TFRs are part of customary international law, invoked by international arbitral and adjudication decisions prior to and after the adoption of the UN Convention on the Law of the Sea (Unclos).
In international adjudications, the International Court of Justice (ICJ) decisions in two 1974 fisheries jurisdiction cases (United Kingdom of Great Britain and Northern Ireland v. Iceland and Federal Republic of Germany v. Iceland) are exemplary. In both cases, the ICJ decided that Iceland’s “preferential fishing rights” as a coastal state need to be “reconciled with the traditional fishing rights” of the fishermen of the UK and the Federal Republic of Germany and other nations which have habitually operated in the waters near Iceland.
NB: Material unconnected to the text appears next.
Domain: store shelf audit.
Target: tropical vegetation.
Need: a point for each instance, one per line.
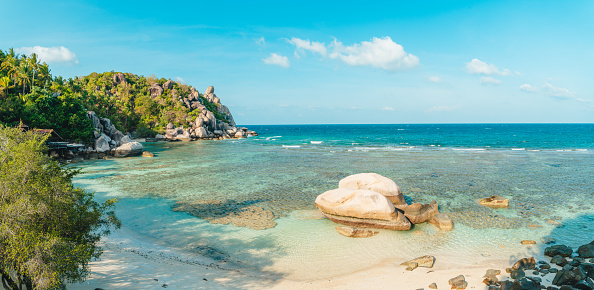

In international arbitrations, two stand out. First, the 1988 arbitral decision on Eritrea v. Yemen which emphasized that “sovereignty is not inimical to, but rather entails, the perpetuation of the traditional fishing regime in the region.” And second, the 2016 arbitral decision on the Philippines v. China, which declared Scarborough Shoal as “traditional fishing ground” of Chinese and Filipino — even of Vietnamese fishermen.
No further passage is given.